Proficisci. Iter facere. Peregrinari.
1. Proficisci désigne le commencement du voyage, comme partir, πορεύεσθαι ; iter facere et peregrinari en comprennent toute la durée, comme voyager, ὁδοιπορεῖν.
2. Iter facere se dit également d’un voyage dans le pays ou à l’étranger ; mais peregrinari, ἐϰδημεῖν, suppose toujours qu’on passe la frontière ; dans ce dernier cas, la peregrinatio continue même quand on est arrivé à destination et que l’iter est fini.
- Profiteri, v. Fateri.
- Profusus, v. Prodigus.
- Progenies, v. Stirps.
- Prohibere, v. Arcere.
- Proles, v. Stirps.
- Prolixi, v. Passi.
- Proloqui, v. Eloqui.
- Promittere, v. Polliceri.
- Profugus, v. Perfuga.
- Pronuntiare, v. Eloqui.
Pronus. Proclivis. Propensus.
Pronus, au sens moral, marque un penchant en général ; proclivis marque le plus souvent un penchant au bien ; propensus, au mal.
- Propalam, v. Aperire.
- Prope, v. Pæne.
- Propensus, v. Pronus.
- Properus, v. Citus.
- Propinquus, v. Necessarius.
- Prorogare, v. Differre.
- Prosapia, v. Stirps.
- Prosper, v. Felix.
- Protinus, v. Repente.
- Psallere, v. Canere.
- Proprius, v. Privus.
- Prorsus, v. Plane.
- Prosequi, v. Comitari.
- Protervus, v. Petulans.
- Prudens, v. Sapiens.
- Pudens, pudibundus, pudicus, v. Castus.
- Puella, v. Virgo.
Puer. Infans. Adolescens. Juvenis. Vir. Vetus. Senex.
Puer, dans son acception générale, l’homme dans ses années de dépendance, tant qu’il n’est ni ne peut être père de famille, en trois périodes : 1º comme infans, enfant, νήπιος, παιδίον, à partir de la première année ; 2º comme puer, au sens restreint, jeune garçon, παῖς, à partir de la septième ; 3º comme adolescens, à l’ouverture de l’adolescence, jeune homme, μειράϰιον, νεανίας, à partir de la seizième.
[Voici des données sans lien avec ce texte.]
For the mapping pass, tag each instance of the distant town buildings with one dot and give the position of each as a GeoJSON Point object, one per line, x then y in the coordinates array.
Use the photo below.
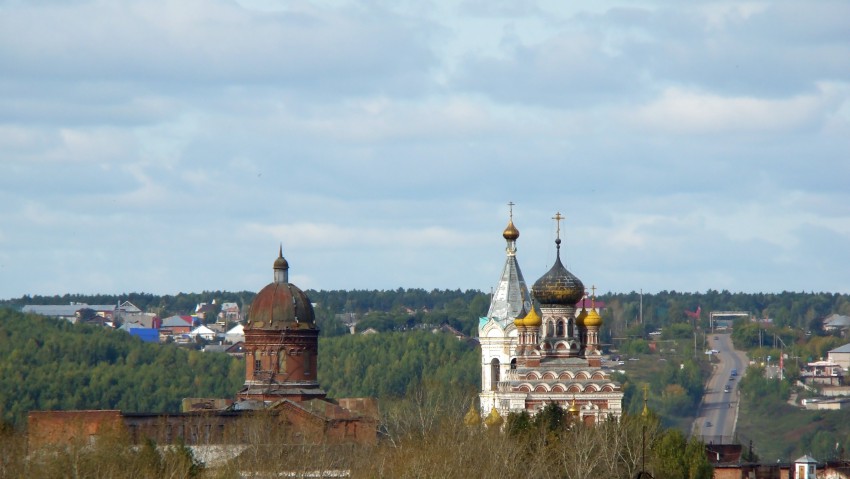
{"type": "Point", "coordinates": [281, 385]}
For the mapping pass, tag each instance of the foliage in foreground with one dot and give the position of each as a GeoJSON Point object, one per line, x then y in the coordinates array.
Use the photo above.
{"type": "Point", "coordinates": [48, 364]}
{"type": "Point", "coordinates": [425, 437]}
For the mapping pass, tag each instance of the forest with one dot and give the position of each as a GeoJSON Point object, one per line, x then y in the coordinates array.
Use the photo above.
{"type": "Point", "coordinates": [47, 364]}
{"type": "Point", "coordinates": [53, 364]}
{"type": "Point", "coordinates": [402, 309]}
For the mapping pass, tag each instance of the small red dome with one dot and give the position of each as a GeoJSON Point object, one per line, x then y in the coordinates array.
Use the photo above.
{"type": "Point", "coordinates": [281, 306]}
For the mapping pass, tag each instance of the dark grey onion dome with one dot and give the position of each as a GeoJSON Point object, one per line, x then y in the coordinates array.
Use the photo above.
{"type": "Point", "coordinates": [558, 286]}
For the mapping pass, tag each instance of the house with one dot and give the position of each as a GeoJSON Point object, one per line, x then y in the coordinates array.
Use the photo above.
{"type": "Point", "coordinates": [235, 334]}
{"type": "Point", "coordinates": [230, 313]}
{"type": "Point", "coordinates": [237, 350]}
{"type": "Point", "coordinates": [148, 335]}
{"type": "Point", "coordinates": [822, 372]}
{"type": "Point", "coordinates": [203, 332]}
{"type": "Point", "coordinates": [836, 323]}
{"type": "Point", "coordinates": [204, 310]}
{"type": "Point", "coordinates": [840, 356]}
{"type": "Point", "coordinates": [176, 325]}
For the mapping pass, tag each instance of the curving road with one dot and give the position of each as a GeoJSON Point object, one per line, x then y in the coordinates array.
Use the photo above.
{"type": "Point", "coordinates": [718, 412]}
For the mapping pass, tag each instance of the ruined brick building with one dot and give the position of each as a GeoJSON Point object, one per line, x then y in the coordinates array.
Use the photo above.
{"type": "Point", "coordinates": [281, 388]}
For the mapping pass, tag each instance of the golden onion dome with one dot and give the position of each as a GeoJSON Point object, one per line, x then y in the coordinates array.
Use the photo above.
{"type": "Point", "coordinates": [593, 319]}
{"type": "Point", "coordinates": [558, 286]}
{"type": "Point", "coordinates": [494, 419]}
{"type": "Point", "coordinates": [510, 233]}
{"type": "Point", "coordinates": [581, 317]}
{"type": "Point", "coordinates": [472, 418]}
{"type": "Point", "coordinates": [532, 319]}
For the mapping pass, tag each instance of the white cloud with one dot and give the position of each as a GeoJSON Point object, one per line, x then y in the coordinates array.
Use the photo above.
{"type": "Point", "coordinates": [679, 111]}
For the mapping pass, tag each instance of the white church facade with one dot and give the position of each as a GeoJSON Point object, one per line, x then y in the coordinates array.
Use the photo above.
{"type": "Point", "coordinates": [538, 347]}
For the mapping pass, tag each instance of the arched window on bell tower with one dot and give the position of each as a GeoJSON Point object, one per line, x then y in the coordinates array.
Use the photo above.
{"type": "Point", "coordinates": [281, 361]}
{"type": "Point", "coordinates": [258, 362]}
{"type": "Point", "coordinates": [494, 373]}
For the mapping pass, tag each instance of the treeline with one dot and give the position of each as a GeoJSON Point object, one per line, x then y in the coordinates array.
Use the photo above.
{"type": "Point", "coordinates": [786, 309]}
{"type": "Point", "coordinates": [424, 438]}
{"type": "Point", "coordinates": [48, 364]}
{"type": "Point", "coordinates": [402, 309]}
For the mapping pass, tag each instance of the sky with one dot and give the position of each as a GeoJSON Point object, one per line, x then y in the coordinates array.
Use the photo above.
{"type": "Point", "coordinates": [163, 147]}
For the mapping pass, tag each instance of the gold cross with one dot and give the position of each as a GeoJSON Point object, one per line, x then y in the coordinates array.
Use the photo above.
{"type": "Point", "coordinates": [558, 217]}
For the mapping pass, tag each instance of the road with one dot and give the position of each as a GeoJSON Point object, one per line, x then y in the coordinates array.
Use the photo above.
{"type": "Point", "coordinates": [718, 412]}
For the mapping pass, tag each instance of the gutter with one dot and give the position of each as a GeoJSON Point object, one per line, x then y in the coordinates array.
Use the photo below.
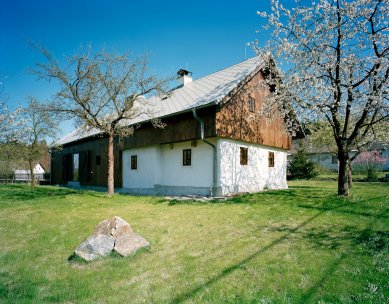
{"type": "Point", "coordinates": [214, 171]}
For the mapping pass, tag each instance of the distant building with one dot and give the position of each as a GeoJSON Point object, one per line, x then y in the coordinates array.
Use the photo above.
{"type": "Point", "coordinates": [329, 160]}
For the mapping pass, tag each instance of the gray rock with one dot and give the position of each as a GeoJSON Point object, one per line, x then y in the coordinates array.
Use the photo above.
{"type": "Point", "coordinates": [114, 234]}
{"type": "Point", "coordinates": [127, 244]}
{"type": "Point", "coordinates": [113, 227]}
{"type": "Point", "coordinates": [96, 246]}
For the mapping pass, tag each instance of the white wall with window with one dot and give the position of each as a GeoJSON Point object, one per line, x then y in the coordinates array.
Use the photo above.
{"type": "Point", "coordinates": [262, 167]}
{"type": "Point", "coordinates": [166, 168]}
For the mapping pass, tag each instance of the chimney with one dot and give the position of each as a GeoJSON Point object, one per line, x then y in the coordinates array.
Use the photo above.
{"type": "Point", "coordinates": [184, 77]}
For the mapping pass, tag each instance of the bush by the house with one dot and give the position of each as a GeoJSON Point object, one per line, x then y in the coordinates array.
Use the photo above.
{"type": "Point", "coordinates": [301, 167]}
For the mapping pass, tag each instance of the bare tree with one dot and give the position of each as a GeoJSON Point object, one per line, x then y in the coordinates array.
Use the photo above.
{"type": "Point", "coordinates": [104, 92]}
{"type": "Point", "coordinates": [39, 125]}
{"type": "Point", "coordinates": [10, 131]}
{"type": "Point", "coordinates": [337, 55]}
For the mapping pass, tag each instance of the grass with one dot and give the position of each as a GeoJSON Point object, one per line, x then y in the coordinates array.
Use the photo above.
{"type": "Point", "coordinates": [357, 176]}
{"type": "Point", "coordinates": [302, 245]}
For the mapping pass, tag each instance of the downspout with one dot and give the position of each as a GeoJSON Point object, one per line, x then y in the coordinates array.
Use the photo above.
{"type": "Point", "coordinates": [214, 184]}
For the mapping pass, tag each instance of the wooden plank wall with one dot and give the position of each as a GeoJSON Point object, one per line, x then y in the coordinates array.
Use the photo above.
{"type": "Point", "coordinates": [234, 119]}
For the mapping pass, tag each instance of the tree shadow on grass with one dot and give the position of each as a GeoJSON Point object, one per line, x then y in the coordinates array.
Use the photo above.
{"type": "Point", "coordinates": [321, 240]}
{"type": "Point", "coordinates": [13, 193]}
{"type": "Point", "coordinates": [373, 242]}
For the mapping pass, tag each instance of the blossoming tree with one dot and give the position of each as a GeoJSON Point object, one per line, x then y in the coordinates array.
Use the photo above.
{"type": "Point", "coordinates": [336, 57]}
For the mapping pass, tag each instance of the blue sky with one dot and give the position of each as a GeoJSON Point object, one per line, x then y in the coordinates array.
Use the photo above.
{"type": "Point", "coordinates": [202, 36]}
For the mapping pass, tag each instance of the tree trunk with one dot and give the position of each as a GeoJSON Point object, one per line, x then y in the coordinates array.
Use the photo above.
{"type": "Point", "coordinates": [343, 186]}
{"type": "Point", "coordinates": [111, 181]}
{"type": "Point", "coordinates": [32, 177]}
{"type": "Point", "coordinates": [349, 174]}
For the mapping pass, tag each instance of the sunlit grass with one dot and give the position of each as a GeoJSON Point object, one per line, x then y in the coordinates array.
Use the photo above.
{"type": "Point", "coordinates": [299, 245]}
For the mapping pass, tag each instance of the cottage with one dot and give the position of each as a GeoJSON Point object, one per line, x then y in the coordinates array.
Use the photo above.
{"type": "Point", "coordinates": [215, 142]}
{"type": "Point", "coordinates": [23, 175]}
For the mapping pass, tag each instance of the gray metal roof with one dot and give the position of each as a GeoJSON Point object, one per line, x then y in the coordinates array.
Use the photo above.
{"type": "Point", "coordinates": [199, 93]}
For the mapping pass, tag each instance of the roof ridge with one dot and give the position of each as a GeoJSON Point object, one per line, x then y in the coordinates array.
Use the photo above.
{"type": "Point", "coordinates": [226, 68]}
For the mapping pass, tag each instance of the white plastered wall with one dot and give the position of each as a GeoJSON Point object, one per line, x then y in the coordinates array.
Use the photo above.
{"type": "Point", "coordinates": [161, 167]}
{"type": "Point", "coordinates": [256, 175]}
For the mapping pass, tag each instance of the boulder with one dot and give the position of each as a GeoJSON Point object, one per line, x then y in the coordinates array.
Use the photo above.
{"type": "Point", "coordinates": [114, 227]}
{"type": "Point", "coordinates": [114, 234]}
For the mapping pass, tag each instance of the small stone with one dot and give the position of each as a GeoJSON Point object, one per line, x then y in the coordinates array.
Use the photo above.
{"type": "Point", "coordinates": [114, 227]}
{"type": "Point", "coordinates": [126, 245]}
{"type": "Point", "coordinates": [96, 246]}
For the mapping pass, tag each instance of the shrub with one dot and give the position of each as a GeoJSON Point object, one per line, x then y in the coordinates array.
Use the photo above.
{"type": "Point", "coordinates": [301, 167]}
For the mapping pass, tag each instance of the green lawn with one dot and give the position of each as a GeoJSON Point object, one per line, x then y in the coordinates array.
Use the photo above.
{"type": "Point", "coordinates": [303, 245]}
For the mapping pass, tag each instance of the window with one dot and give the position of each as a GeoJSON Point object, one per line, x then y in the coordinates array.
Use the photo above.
{"type": "Point", "coordinates": [187, 157]}
{"type": "Point", "coordinates": [76, 166]}
{"type": "Point", "coordinates": [334, 159]}
{"type": "Point", "coordinates": [271, 159]}
{"type": "Point", "coordinates": [244, 155]}
{"type": "Point", "coordinates": [251, 104]}
{"type": "Point", "coordinates": [134, 162]}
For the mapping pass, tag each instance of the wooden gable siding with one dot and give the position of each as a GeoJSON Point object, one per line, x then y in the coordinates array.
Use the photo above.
{"type": "Point", "coordinates": [234, 119]}
{"type": "Point", "coordinates": [178, 128]}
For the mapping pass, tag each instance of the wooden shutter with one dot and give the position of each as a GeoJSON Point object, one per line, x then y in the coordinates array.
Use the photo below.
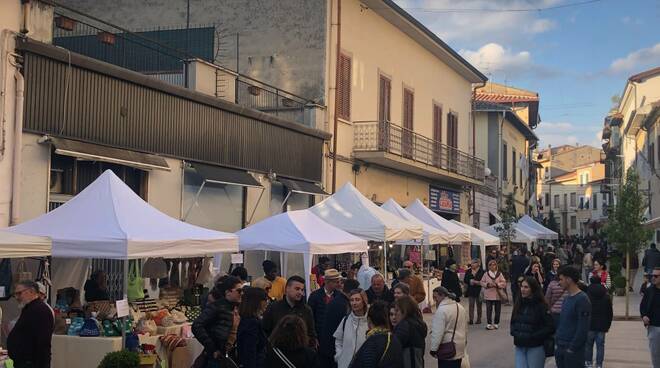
{"type": "Point", "coordinates": [408, 103]}
{"type": "Point", "coordinates": [437, 123]}
{"type": "Point", "coordinates": [384, 99]}
{"type": "Point", "coordinates": [344, 88]}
Juvenis, dans son acception générale, l’homme tant que durent les années pendant lesquelles il possède et retient la plénitude de ses forces, à peu près depuis l’époque de la majorité jusqu’aux premières atteintes de l’âge, l’homme jeune, νέος, en trois périodes : 1º comme adolescens, au déclin de l’adolescence, à partir de la dix-huitième année ; 2º comme juvenis, au sens restreint, νεανίας, à partir de la vingt-quatrième ; 3º comme vir, homme fait, ἀνὴρ, à l’ouverture de la virilité, à partir de la trentième. Maturus se dit des années de maturité avancée quand le feu de la jeunesse s’est évaporé, en trois périodes : 1º de l’homme fait, vir, ἀνὴρ, au déclin de la virilité, à partir de la quarantième année ; 2º de l’homme âgé, vetus, γέρων, à partir de la cinquantaine ; 3º du vieillard, senex, πρεσϐύτης, à partir de la soixantaine.
- Pugio, v. Gladius.
Pugna. Acies. Prœlium.
Pugna, terme général pour toute espèce de combat, depuis le duel jusqu’à la bataille rangée la plus sanglante, μάχη ; acies, action décisive, conduite selon les règles de la tactique entre les parties belligérantes, bataille rangée ; prælium, combat d’occasion entre des détachements, rencontre, engagement, escarmouche, comme συμϐολή.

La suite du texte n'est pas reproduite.